This repository contains a Python codebase for an experimental data-mining algorithm designed to identify root causes in log data. Its aim is to evaluate the algorithm's effectiveness in a practical setting.
To get the project up and running on your machine, follow these steps:
- Clone the repository to your local machine.
- Ensure that Docker is installed and running on your system.
- Navigate to the root directory of the project via the command line.
- Execute the command ./notebook-container up.
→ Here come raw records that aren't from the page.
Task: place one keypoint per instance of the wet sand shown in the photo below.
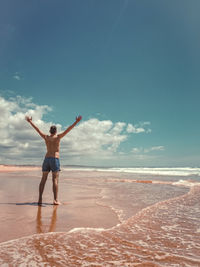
(106, 219)
(21, 216)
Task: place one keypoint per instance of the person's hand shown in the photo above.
(28, 118)
(78, 118)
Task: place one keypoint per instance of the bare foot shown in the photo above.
(56, 202)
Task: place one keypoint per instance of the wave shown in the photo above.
(160, 235)
(187, 171)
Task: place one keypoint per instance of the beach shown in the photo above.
(108, 217)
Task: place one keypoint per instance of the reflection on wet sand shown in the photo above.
(40, 227)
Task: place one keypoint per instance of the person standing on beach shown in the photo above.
(51, 161)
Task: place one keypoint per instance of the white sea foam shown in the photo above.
(187, 171)
(85, 229)
(186, 183)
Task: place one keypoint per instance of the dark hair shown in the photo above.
(53, 129)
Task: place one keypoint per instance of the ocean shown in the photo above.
(155, 214)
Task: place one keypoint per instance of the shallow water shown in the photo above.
(154, 221)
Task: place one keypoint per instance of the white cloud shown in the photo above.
(138, 128)
(17, 76)
(92, 141)
(142, 150)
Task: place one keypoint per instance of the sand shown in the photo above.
(21, 216)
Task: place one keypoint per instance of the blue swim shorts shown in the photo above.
(51, 164)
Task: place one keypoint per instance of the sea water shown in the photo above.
(158, 213)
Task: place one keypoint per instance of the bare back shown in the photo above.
(53, 145)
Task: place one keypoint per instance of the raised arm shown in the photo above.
(29, 119)
(61, 135)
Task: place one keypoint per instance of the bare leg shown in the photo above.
(55, 176)
(41, 186)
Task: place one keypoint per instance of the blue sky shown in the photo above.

This will build and run a Docker container specifically for this project.
- Once the container is running, access the Jupyter Notebook environment by visiting http://localhost:8888 on your web browser.
- In the /notebooks directory, you will find an example Jupyter Notebook that demonstrates the use of the code with an Android log dataset.
from search import RootCauseSearch
from settings import SearchStrategy, SearchSettings
from output import DisplayNotebookOutput
# Refer to the Jupyter Notebook for all optional parameters.
search_settings = SearchSettings(
dataset_name='my_log_data',
storage_dir='../storage',
source_csv_file='../storage/my_log_data.source.csv', # Path to the CSV file containing the log data
drain_config_file='../drain3.ini',
output=DisplayNotebookOutput(), # Replace with "DisplayNoOutput" for result objects only.
strategies=[SearchStrategy()]
)
root_cause = RootCauseSearch(search_settings)
# Analyze the log data to find root causes for an error message at line 542657.
root_cause = root_cause.search(542657)
Please ensure that the CSV file passed to the algorithm contains the required columns:
line_id
, timestamp
, service
and content
.
This project is licensed under the MIT License - see the LICENSE file for details.